4. **How should you frame this problem?** 
    This is a classification problem since the goal is to predict whether a flight will be delayed or canceled based on historical data. The model will be trained on a labeled dataset where flights are categorized as on-time, delayed, or canceled, allowing it to learn patterns that contribute to disruptions. Since the predictions are intended to assist in regulatory enforcement rather than real time operational decisions, the model does not need to function as an online system. However, given the large volume of flight data, considerations for scalability and batch processing may be necessary. If real time predictions become a future requirement, the architecture may need adjustments to handle streaming data efficiently.
5. **How should performance be measured? Is the performance measure aligned with the business objective?** 
    Performance is measured by precision, making sure that flights are not marked as delayed when they would be on time. In otherwords, avoiding false positives. The performance measure is aligned with the business objective as flights that are falsely marked as delayed could lead to unnecessary ticket refunds.

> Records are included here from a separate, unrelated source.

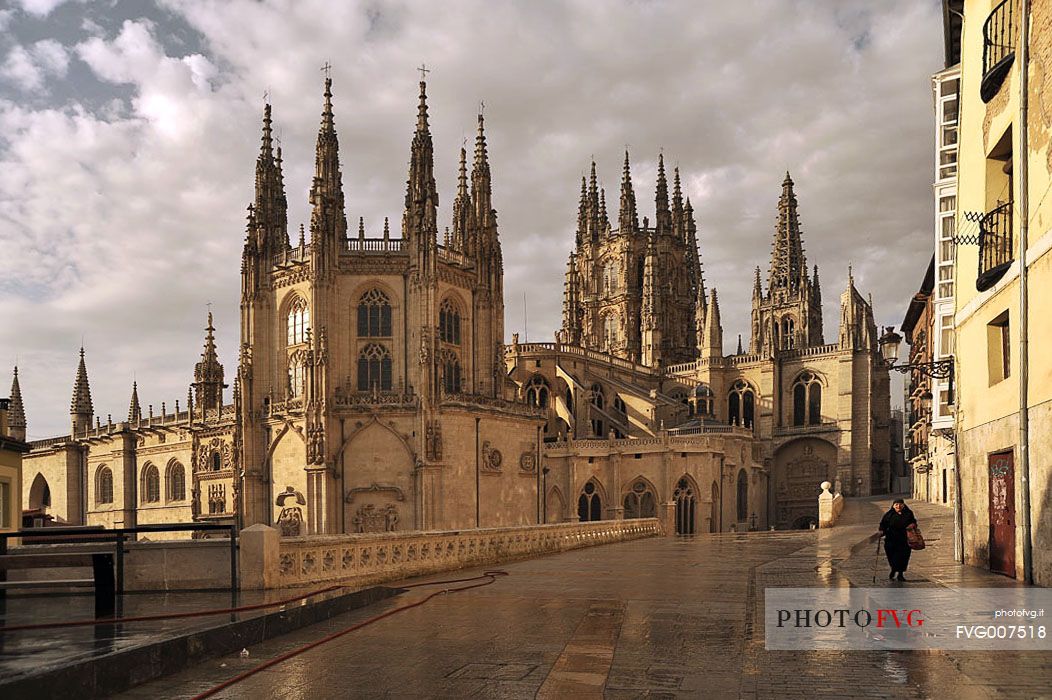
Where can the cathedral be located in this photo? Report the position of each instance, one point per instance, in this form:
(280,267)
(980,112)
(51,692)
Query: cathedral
(375,391)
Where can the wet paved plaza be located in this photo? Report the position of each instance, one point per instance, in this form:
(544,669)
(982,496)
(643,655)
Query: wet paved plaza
(658,618)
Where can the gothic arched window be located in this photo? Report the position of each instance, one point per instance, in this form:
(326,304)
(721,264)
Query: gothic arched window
(741,404)
(704,400)
(743,496)
(537,392)
(296,376)
(597,399)
(788,333)
(150,484)
(373,315)
(640,501)
(450,373)
(373,368)
(611,323)
(807,400)
(104,485)
(176,482)
(610,277)
(299,322)
(449,322)
(589,504)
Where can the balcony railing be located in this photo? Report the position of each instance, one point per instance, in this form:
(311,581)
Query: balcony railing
(998,48)
(995,246)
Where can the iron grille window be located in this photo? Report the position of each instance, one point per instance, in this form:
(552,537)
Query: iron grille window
(995,245)
(998,47)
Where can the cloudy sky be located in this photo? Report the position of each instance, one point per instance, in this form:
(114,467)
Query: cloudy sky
(128,132)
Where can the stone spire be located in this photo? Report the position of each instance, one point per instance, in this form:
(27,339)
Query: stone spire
(81,410)
(651,307)
(583,214)
(208,374)
(420,225)
(701,313)
(694,272)
(463,228)
(16,411)
(679,223)
(571,304)
(788,264)
(135,410)
(488,242)
(712,342)
(628,221)
(328,223)
(592,216)
(663,217)
(269,204)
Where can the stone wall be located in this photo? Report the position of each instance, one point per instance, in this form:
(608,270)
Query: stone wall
(268,561)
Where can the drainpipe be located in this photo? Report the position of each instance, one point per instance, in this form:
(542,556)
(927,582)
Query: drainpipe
(478,510)
(1020,257)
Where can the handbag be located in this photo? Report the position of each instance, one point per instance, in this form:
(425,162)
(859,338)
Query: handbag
(913,538)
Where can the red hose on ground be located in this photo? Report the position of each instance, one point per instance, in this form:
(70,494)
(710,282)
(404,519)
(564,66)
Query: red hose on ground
(288,655)
(166,616)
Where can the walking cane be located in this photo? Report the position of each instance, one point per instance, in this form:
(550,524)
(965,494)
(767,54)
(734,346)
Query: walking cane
(876,559)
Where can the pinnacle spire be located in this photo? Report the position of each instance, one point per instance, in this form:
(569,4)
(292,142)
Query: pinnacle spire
(421,195)
(628,221)
(788,263)
(712,345)
(80,407)
(208,374)
(663,217)
(135,410)
(481,183)
(459,237)
(16,410)
(269,205)
(328,223)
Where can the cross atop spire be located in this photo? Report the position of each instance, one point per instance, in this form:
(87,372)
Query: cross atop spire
(81,407)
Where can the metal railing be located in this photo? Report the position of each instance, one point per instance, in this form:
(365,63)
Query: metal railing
(995,245)
(998,47)
(118,536)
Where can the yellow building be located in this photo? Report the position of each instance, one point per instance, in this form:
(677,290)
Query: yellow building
(1004,370)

6. **What would be the minimum performance needed to reach the business objective?** 
    The minimum performance required is 75%, so long as 75% of flights marked as delayed/canceled are marked correctly we would reach our business objective set by the client.
7. **What are comparable problems? Can you reuse (personal or readily available) experience or tools?** 
    We have worked with predicting the status of a certain object through observing patterns and behaviors before with our divvy-data assignment. Looking at correlations of what makes a member, or in this case a delayed flight, will give us a good idea on the best way to determine the chances of a flight being delayed or canceled.
8. **Is human expertise available?** 
    Yes, through our client
9. **How would you solve the problem manually?**
    Manually predicting flight delays and cancellations would involve analyzing historical flight data, identifying key factors such as weather conditions, airline performance, airport congestion, and mechanical issues. A rule-based approach could be used, where past trends inform probability assessments—for example, if an airline has a history of delays on a particular route or adverse weather is forecasted, the likelihood of delay increases. This process would require cross-referencing multiple data sources, such as FAA advisories and airline reports, to validate predictions. While feasible on a small scale, manual prediction is not scalable due to the complexity and volume of data, making machine learning a more efficient solution.
10. **List the assumptions you (or others) have made so far. Verify assumptions if possible.** 
    Flight delays and cancellations are predictable based on historical patterns.
    The available data is accurate and comprehensive although airlines may underreport delays.
    Faster penalization will incentivize airlines to improve service quality.
    Prioritizing precision over recall aligns with business objectives, though recall may also be important (detecting delays more often).